Corridor school district considers adding school resource officers

In a meeting held in the beginning of March, Iowa City Community School District leaders open up the idea to bring in school resource officers to their schools.

The Iowa City Community School District is working on efforts to keep their kids safe in the classroom. District leaders say they currently use methods like controlled access to buildings to keep their students safe. As of right now, they don't have a constant presence of law enforcement on their schools’ grounds, but that could soon change.

"Having officers present in the school will be a very significant change for the district," said Stephen Murley, Superintendent of Schools for the Iowa City Community School District.

The Iowa City Community School District say they have never had school resource officers before, but security measures have always been taken seriously.
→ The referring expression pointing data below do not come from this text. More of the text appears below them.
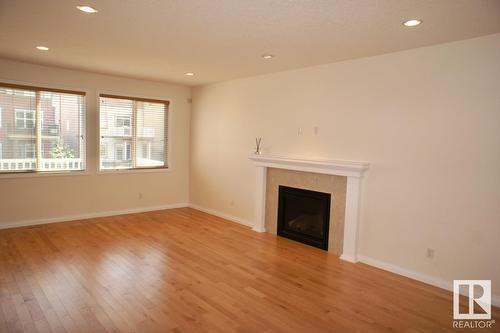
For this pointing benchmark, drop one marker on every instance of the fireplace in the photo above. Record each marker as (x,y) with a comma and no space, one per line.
(304,216)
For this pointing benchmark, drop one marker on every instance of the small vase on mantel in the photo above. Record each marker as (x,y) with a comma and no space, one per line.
(258,149)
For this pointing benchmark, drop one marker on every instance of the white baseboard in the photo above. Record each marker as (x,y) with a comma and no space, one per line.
(434,281)
(222,215)
(89,215)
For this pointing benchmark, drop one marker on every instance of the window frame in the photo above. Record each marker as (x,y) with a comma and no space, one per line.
(168,137)
(47,87)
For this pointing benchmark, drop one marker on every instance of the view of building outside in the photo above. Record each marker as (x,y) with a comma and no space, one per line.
(26,145)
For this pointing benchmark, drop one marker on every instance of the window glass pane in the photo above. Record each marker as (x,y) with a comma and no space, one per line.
(151,134)
(62,146)
(132,133)
(17,131)
(56,143)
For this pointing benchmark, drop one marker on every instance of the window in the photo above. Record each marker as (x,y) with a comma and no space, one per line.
(25,119)
(33,138)
(135,130)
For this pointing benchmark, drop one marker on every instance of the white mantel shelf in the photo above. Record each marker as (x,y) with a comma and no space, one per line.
(352,170)
(338,168)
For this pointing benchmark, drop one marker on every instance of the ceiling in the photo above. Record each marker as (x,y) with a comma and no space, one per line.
(225,39)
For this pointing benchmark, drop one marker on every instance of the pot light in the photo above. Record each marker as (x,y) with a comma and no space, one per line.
(412,23)
(87,9)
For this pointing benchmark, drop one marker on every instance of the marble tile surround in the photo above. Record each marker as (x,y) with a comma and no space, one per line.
(335,185)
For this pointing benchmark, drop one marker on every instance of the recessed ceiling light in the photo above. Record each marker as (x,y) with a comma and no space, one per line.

"When you come into one of our schools, you'll have to buzz in to start with,” explained Murley. “You're on camera on the microphone with the person in the front office. They want to find out who you are; why you're here."
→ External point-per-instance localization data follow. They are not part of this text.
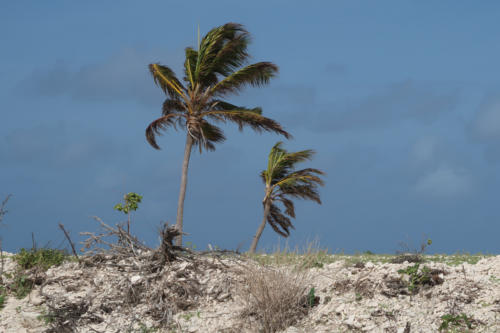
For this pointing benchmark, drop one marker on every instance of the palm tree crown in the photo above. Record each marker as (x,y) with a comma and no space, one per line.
(283,183)
(216,69)
(210,73)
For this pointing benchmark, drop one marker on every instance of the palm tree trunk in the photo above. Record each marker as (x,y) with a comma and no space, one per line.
(182,190)
(267,209)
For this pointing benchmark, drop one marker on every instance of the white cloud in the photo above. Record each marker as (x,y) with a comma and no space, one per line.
(123,76)
(486,124)
(424,149)
(445,181)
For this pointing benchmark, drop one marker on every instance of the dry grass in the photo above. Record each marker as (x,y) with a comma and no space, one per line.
(275,298)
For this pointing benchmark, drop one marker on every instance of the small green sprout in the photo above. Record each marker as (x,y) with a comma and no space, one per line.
(132,201)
Following the deadly mass shooting at Marjory Stoneman Douglas High School in Parkland, Florida last month, school resource officers are being reconsidered in Iowa City.

"One of the things we have experienced in the past couple of weeks is a heightened sense of awareness by our students," said Murley.

Currently, the district says they work well with local law enforcement departments. They receive ALICE (Alert Lockdown Inform Counter Evacuate) training from members of the local law enforcement who are certified.

"Over the last few years we followed that up with actual exercises where we'll put them in their environment, in their classrooms, in their hallways, in their school,” said Sergeant Derek Frank of the Iowa City Police Department.

In addition to training, the Iowa City Police Department says it keeps a close eye on the schools.

"The patrol officers will—in their daily patrolling duties—just stop by various schools in their areas,” said Sergeant Frank.

With the school district considering a more constant approach, district leaders plan on creating a task force made up of parents and students to weigh in on any future security decisions.

"This gives them the opportunity to go through to weigh the pros and cons to decide if it's a good fit here for our students, for our community,” said Murley.

The school district board will recruit parents and students to join the task force within the next few months.

Superintendent Murley says he does not expect any major security changes to be made before the end of this school year.